Talan mı var, kaçırılan ne?
Biz ne söylersek söyleyelim tesiri olmayacağına, biz ne yaparsak yapalım yedi yılda 18 kere ABD’ye giderek tekmîl veren ve her dönüşünde yeni bir gündem konusu getiren Recep Tayyip Erdoğan’a etki yapamayacağına göre, tedbîrimizi alarak hazırlıklı olmalı değil miyiz?
“Sürüden ayrılanı kurt kapar”sa, kurtların da kurtça planları olmalıysa, sürüden ayrılanları veya dağıtarak sürüden ayırdıklarını kapmak kurtça mahâretse, işimize bakmalı değil miyiz? Akıllı siyâset bu değil mi?
Kurulduğu günden beri; “Deprem Çadırı” dediğimiz, düğmesine basan olmadıkça yanması mümkün olmayan yapay ışıklandırıcı ampülü, amblem aldıkları günden beri de; “AKP ampülünü yakmak için düğmesine basacak olan ABD’dir” dediğimiz; BOP Eş Başkanlığı ile övünen, Irak’ta katliam ve zûlümler yapan ABD askerlerine dua eden ve alkışlayan, aslında ithâl bir sistem olduğu için daha toplumumuzun % 70’inin kavrayamadığı, özümseyemediği demokrasiyi araç kullandığını otuz yıldır hiç saklamayan işbirlikçilerin figûranlık yaptıkları oyunlara bu kadar kolay düşmeyi hazmedemiyorum!
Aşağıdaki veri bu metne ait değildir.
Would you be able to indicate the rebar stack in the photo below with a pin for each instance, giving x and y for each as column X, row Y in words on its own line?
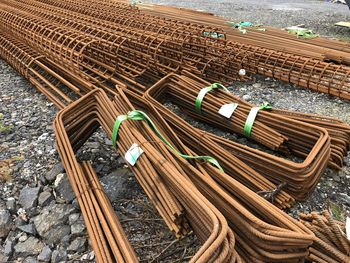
column 153, row 168
column 97, row 60
column 331, row 244
column 303, row 71
column 303, row 140
column 195, row 49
Seçimlere az bir zaman var! Seçim yatırımları, harcamaları, seçim vaatleri, propogandaları yapılmalıyken hiç de gereği yokken önce “Kürt açılımı”, sonra “demokratik açılım”, sonra “millî birlik projesi” diye bir ayda üç kere adı değiştirilen bir muammayla karşı karşıya kaldık!
Millet ve Meclis’teki genel başkan vekillerinin tamamı bu sanal muammayla meşgûlken ortaya birden bire “referandum” atıldı! Referandum ve açılımla ilgili söz söylemek için sıra beklenirken, “Anayasa Değişikliği” getirildi! Millet; ne değişiyor, nedir değiştirilmek istenen diye anayasayı tanımaya uğraşırken, Meclis’te boğazlar sıkılır, kavgalar edilirkeeen, ortaya “Başkanlık Sistemi” atıldı!
Deprem Çadırı AKP’nin orta direkleri, hatta Meclis Başkanı, “Başbakan’ın kişisel görüşüdür” demesine rağmen kraldan fazla kralcılar, Recep Tayyip olmazsa yok olacaklarını bilen kapı kulları, ahşap çadır kapısı elcekleri, bir ağızdan bağrışmaya başladılar!
Millet adına konuşan, yazan millî kalemler tam konsantre olmuşken ortaya bu kere “bedelli askerlik” atıldı!
Tarih yapıcısı Türk Milleti; Allah’ını seversen ayık ol!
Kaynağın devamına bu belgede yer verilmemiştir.